Fraunhofer ILT is also developing software for modeling and simulation that enables them to design a specific laser beam for certain tasks, e.g. by shaping the intensity profile. The experts use special algorithms to design optical freeform surfaces for redistributing the laser power through light refraction and reflection.

These lasers and optical systems can be applied in a wide range: from laser material processing and metrology to applications in biotechnology and medical technology all the way to use in space applications and basic research

Not only can a large number of diagnostic and therapeutic applications be optimized through the use of laser technology, but they become possible in the first place. As a non-contact instrument, light offers great advantages, both in the manufacture of corresponding instruments and in diagnostics itself.

For surgery, wound treatment and tissue therapy, Fraunhofer ILT is developing lasers with adapted wavelengths, microsurgical systems and new laser therapy methods in close cooperation with partners from the life sciences sector. In microsurgery, novel measurement methods based on optical coherence tomography (OCT) are used. Together with experts in neurosurgery, the scientists at Fraunhofer ILT are developing laser-based solutions to reduce, for example, the psychological stress and the risk of injury for patients during operations.

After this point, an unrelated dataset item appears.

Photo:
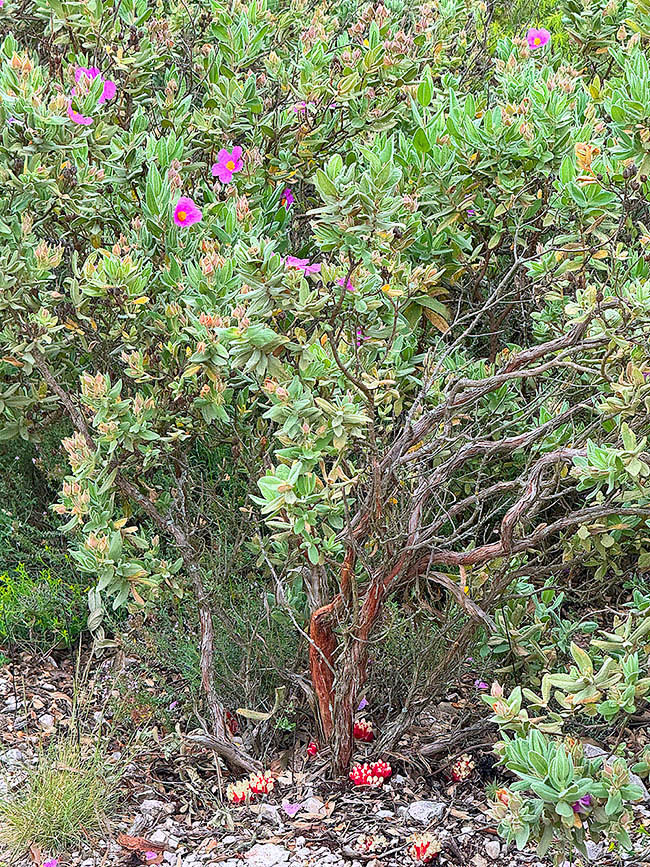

With the help of laser processes such as joining, structuring and functionalization, application-adapted lab-on-a-chip solutions can also be implemented, which, for example, make rapid multiplex diagnostics possible and can be used for point-of-care diagnostics.

Patient-specific implants can be manufactured using Laser Powder Bed Fusion or laser-based stereolithography. Additively manufactured high-resolution and biocompatible scaffold structures for novel implants are used, for example, in regenerative medicine or in the field of organoid test systems in the pharmaceutical industry.